While reducing corporate income tax was the most popular reform, many countries have reduced the compliance burden by simplifying or eliminating other business taxes. "Reducing the tax burden was the second most popular reform of the business regulatory environment this year. Despite previous reluctance to reduce tax burdens for fear of cutting government revenues, some governments that have implemented tax reform have reaped the benefit of higher investment and economic growth," said Rita Ramalho, coauthor of the report and tax specialist with the World Bank–IFC Doing Business project. "Economies with a lower business tax burden also have more new firms entering the market."
Despite the reform, the total tax rate in Uzbekistan remains among the highest in the world. With the total tax rate exceeding 96% of profit, Uzbekistan is in the bottom 10 countries ranking 170. To compare, the total tax rate in Kazakhstan is 36.7%, in Russia – 51.4%.
Uzbekistan ranks 65th in the world in terms of time it takes to comply with tax regulations. Also, with 118 tax payments that an Uzbek company has to make, Uzbekistan is among bottom 10 countries in the world, ranking 177 out of 178. To compare, the number of tax payments per year is 22 in Russia and 35 in China.
Complying with administrative tax requirements remains a real burden for business. Globally, on average, a company spends almost two months a year complying with tax regulations—15 days for corporate income taxes, 21 for labor taxes and contributions, and 21 for consumption taxes. However, there are wide variations between countries. For example, it takes 105 days to comply with consumption taxes in Azerbaijan, 14 days in Uzbekistan, but only one day in Switzerland. Compliance issues can significantly affect the overall ranking, either counteracting the benefit of a low tax rate or mitigating the impact of high tax rates. Scandinavian countries, while known for high taxes, do well on the ease of paying taxes because of a low compliance burden.
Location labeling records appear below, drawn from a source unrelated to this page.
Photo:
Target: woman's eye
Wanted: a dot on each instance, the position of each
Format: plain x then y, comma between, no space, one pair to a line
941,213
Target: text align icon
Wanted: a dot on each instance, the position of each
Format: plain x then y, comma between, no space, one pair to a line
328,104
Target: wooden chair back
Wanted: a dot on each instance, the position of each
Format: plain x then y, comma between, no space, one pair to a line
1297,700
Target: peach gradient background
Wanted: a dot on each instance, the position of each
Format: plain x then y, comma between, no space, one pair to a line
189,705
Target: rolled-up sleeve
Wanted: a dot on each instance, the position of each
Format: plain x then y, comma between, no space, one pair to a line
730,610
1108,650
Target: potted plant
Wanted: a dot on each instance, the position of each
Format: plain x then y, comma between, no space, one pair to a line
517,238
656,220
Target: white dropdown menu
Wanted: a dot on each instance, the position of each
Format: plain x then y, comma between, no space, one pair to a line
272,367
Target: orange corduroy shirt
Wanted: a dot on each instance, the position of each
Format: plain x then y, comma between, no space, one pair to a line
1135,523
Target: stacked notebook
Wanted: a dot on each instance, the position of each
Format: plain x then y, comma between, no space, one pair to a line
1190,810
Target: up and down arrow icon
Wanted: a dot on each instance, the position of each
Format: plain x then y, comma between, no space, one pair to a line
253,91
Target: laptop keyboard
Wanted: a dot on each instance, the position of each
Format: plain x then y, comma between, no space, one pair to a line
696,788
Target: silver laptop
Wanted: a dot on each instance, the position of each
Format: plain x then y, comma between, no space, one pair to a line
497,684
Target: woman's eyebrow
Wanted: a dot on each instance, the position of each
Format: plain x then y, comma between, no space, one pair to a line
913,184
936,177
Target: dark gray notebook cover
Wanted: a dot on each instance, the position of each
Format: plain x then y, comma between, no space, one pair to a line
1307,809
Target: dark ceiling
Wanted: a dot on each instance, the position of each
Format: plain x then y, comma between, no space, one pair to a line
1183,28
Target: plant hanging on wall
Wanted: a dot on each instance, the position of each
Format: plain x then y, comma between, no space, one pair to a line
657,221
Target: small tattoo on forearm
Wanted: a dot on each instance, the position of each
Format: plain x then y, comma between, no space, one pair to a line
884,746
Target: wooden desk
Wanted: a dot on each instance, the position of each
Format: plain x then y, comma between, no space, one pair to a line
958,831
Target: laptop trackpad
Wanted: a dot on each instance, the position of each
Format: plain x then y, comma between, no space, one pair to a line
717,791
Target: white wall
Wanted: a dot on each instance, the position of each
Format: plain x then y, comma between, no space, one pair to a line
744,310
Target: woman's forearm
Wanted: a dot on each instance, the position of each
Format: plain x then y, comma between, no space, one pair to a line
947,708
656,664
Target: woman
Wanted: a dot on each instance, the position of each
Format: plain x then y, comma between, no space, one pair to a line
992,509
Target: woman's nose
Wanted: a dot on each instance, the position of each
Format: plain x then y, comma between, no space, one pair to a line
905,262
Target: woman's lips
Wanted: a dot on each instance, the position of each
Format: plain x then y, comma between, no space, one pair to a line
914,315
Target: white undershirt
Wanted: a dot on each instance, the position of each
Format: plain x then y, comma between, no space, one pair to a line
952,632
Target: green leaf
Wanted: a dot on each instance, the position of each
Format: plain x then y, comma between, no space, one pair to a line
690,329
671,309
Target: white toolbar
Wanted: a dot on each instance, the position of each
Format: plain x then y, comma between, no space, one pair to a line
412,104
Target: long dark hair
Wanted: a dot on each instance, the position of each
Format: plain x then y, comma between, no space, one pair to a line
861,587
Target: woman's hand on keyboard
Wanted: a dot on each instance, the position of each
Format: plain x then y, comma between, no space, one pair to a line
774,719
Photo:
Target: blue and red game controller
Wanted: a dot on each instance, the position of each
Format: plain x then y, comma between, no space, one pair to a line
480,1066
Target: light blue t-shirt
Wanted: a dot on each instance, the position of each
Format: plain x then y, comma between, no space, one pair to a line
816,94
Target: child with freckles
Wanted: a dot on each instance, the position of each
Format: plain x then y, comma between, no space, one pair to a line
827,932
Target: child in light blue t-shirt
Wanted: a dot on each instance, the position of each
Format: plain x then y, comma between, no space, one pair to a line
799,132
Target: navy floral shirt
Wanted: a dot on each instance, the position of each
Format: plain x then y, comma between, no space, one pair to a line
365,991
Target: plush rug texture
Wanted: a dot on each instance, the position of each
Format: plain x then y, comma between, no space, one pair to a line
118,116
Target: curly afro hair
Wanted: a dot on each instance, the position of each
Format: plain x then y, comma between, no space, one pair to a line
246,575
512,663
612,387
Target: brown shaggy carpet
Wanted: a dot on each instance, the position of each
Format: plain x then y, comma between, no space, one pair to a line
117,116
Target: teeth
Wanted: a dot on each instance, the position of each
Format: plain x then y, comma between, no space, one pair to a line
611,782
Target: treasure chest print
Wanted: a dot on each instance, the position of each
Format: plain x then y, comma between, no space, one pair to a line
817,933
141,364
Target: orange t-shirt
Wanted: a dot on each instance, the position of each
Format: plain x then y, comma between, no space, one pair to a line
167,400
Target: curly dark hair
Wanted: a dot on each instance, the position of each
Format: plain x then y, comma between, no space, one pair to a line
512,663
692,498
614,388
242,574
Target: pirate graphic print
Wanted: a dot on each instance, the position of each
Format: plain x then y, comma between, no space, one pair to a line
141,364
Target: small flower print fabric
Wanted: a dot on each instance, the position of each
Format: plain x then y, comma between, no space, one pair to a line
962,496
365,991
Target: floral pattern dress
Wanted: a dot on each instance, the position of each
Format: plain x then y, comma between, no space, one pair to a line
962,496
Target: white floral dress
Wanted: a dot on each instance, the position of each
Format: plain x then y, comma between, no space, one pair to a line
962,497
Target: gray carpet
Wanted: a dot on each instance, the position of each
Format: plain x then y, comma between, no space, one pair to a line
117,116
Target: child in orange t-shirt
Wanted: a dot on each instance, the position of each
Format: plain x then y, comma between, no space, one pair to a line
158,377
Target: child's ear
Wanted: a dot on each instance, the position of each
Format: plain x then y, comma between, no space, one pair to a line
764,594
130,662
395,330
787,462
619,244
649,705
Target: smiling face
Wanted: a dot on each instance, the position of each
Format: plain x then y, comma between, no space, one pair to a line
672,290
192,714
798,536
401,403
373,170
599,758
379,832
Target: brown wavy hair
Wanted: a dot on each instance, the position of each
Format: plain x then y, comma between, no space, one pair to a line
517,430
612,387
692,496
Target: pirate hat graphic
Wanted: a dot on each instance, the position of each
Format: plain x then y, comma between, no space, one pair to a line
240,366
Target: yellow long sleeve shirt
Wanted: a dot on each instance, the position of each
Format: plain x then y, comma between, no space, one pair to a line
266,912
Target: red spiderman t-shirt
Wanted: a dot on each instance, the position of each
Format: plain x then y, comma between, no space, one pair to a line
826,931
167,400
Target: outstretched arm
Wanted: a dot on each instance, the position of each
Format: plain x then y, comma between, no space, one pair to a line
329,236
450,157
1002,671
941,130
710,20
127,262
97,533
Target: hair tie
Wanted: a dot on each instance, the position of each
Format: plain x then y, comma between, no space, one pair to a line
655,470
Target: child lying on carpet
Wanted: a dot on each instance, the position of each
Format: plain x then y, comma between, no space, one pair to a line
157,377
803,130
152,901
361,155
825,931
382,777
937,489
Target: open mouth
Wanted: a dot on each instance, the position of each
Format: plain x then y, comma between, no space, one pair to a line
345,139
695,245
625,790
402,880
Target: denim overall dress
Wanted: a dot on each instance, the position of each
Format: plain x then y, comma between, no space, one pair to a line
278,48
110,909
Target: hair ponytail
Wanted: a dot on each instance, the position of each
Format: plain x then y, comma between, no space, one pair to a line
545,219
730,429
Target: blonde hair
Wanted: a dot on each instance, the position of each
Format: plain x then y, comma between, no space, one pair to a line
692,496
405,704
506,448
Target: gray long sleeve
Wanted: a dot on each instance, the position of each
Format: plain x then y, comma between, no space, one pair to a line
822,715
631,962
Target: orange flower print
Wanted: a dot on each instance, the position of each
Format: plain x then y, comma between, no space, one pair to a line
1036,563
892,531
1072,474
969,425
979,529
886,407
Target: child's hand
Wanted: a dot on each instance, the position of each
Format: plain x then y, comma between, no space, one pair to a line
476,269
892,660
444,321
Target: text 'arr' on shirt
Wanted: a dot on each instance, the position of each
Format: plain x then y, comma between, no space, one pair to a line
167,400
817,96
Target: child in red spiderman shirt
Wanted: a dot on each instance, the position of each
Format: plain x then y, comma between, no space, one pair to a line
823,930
The report calls on businesses to play a strategic part in reform. Susan Symons, coauthor of Paying Taxes 2008 and tax partner at PricewaterhouseCoopers LLP, said, "Businesses need to be more upfront in revealing their total tax contributions, to help governments assess their real economic footprint. More and better information about the taxes paid and the cost of compliance is essential to understanding how tax systems affect businesses. It is clear that governments need to look across all taxes when considering reform. We hope the new information on the ranking system for ease of paying taxes in this year’s report will help focus public debate on where reform efforts are most effective. Ultimately, this will give business more confidence and willingness to invest."
About Paying Taxes 2008
The Paying Taxes study was carried out by PricewaterhouseCoopers and the World Bank Group as part of the World Bank Group’s Doing Business 2008 report. The methodology applied to calculate the total tax rate for each country uses the broad principles from the PricewaterhouseCoopers Total Tax Contribution Framework and looks across all taxes that businesses pay. The total tax rate indicator measures the amount of all taxes borne by the business in the second year of operation, expressed as a percentage of commercial profits.